Life on the tiny island of Canaan at the outer edge of the Atlantean Archipelago was certainly about to get more interesting. The price of carbon-bionic fuel was rising steadily, which meant food and supplies ships were increasing their prices to haul to the tiny island, which produced only 10% of its own food. The newly elected Queen Regent Hillarious Clintori of Atlantis had threatened nuclear attack on the people of Atum if they fired on the Ishmaelites, whom Atlantis considered not just allies, but the sacred sons of the Gods. The Gods, it was commonly believed, appeared suddenly thousands of years ago, made the Ishmaelites and a few other tribes, left them with explicit instructions not to kill or rape each other and to generally act like civil human beings, and then disappeared, only to be seen by the occasional woman or child who was ‘touched’ or by the rabid dreams of Lotus-eating madmen.
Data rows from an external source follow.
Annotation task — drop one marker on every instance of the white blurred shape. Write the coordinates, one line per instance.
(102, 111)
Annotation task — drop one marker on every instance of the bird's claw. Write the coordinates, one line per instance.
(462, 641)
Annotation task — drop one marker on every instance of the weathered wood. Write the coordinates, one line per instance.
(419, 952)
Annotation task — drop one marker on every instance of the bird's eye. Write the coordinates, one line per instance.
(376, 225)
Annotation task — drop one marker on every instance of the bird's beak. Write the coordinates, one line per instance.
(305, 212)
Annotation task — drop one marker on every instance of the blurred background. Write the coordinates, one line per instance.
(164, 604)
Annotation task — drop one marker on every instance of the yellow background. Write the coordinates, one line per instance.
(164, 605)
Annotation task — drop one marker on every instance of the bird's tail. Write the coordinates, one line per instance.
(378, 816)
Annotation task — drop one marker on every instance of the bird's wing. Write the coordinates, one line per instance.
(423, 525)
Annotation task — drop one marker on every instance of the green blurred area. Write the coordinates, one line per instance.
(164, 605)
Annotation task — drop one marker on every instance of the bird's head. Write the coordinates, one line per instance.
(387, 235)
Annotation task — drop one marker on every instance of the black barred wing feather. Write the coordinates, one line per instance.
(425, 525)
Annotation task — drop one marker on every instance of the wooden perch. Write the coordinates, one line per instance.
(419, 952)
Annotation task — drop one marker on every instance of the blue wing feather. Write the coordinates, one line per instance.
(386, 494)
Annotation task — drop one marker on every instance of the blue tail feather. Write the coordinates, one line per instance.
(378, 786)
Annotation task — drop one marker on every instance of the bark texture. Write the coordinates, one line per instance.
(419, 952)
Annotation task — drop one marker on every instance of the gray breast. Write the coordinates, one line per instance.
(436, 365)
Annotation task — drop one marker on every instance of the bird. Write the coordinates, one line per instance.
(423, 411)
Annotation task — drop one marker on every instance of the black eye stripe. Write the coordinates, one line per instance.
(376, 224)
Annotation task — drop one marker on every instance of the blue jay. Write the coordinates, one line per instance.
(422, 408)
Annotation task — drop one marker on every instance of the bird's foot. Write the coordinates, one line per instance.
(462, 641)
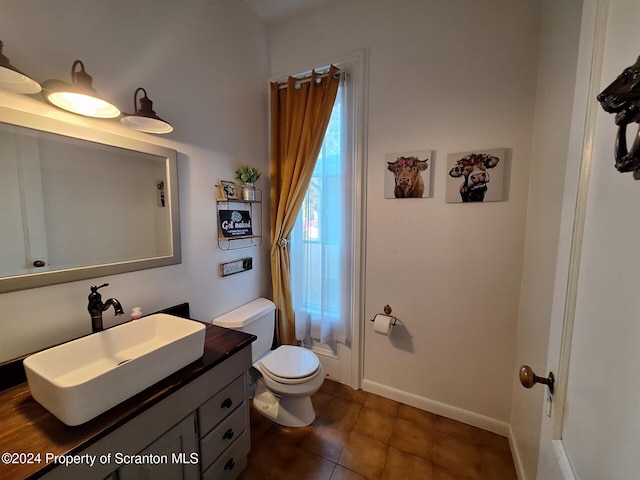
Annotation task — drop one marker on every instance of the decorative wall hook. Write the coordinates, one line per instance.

The alliance between the Ishmaelites and the Atlanteans had dubious origins according to a very few fringe radicals. They called themselves The Verac, which meant “Those who long for the Truth” in Atlantean. When Media was 8, a group of Verac organized at her mother’s farm in Canaan, holding meetings and organizing boycotts and peaceful protests. But they had since been driven off the island by men with pitchforks and burning crosses who believed that Atlantis was the supreme measure of civil harmony and that any dissonant voices should be wiped off the face of the planet. Medea’s mother’s farm was burnt and Medea’s cat, Felix, mutilated by the counter-protesters. Even at 8 years old, Medea swore to Felix that she would quietly do everything in her power to destroy the type of thinking that caused such senseless death, starting with herself. Her childhood had been trying, indeed.
The alliance of Ismael and Atlantis was deemed entirely logical by the rest of the ruling elite and many of the citizens of Atlantis, who didn’t really even know where Ishmael was. And who never cared to think that in the history of the alliance, not a year had gone by in which the Ishmaelites had not fired on someone with the weapons provided by Atlantean extra-Intelligence operatives. Most Atlanteans did not notice these sorts of deep political eccentricities, as they were largely concerned with amusing themselves. Very few ever even entertained the notion that ritual and black magick played a very big role in the political, economic, and military negotiations that went on behind closed doors. Even fewer briefly entertained the radical notion that the gods who had supposedly left a long time ago were still around and were regularly attending meetings behind those same closed doors.
At twenty-three, Medea did entertain such notions. She entertained them on a daily basis, and liked to believe that she was well on her way to becoming a small, quiet thorn in the side of the massive dragon death cult that secretly ruled Atlantis.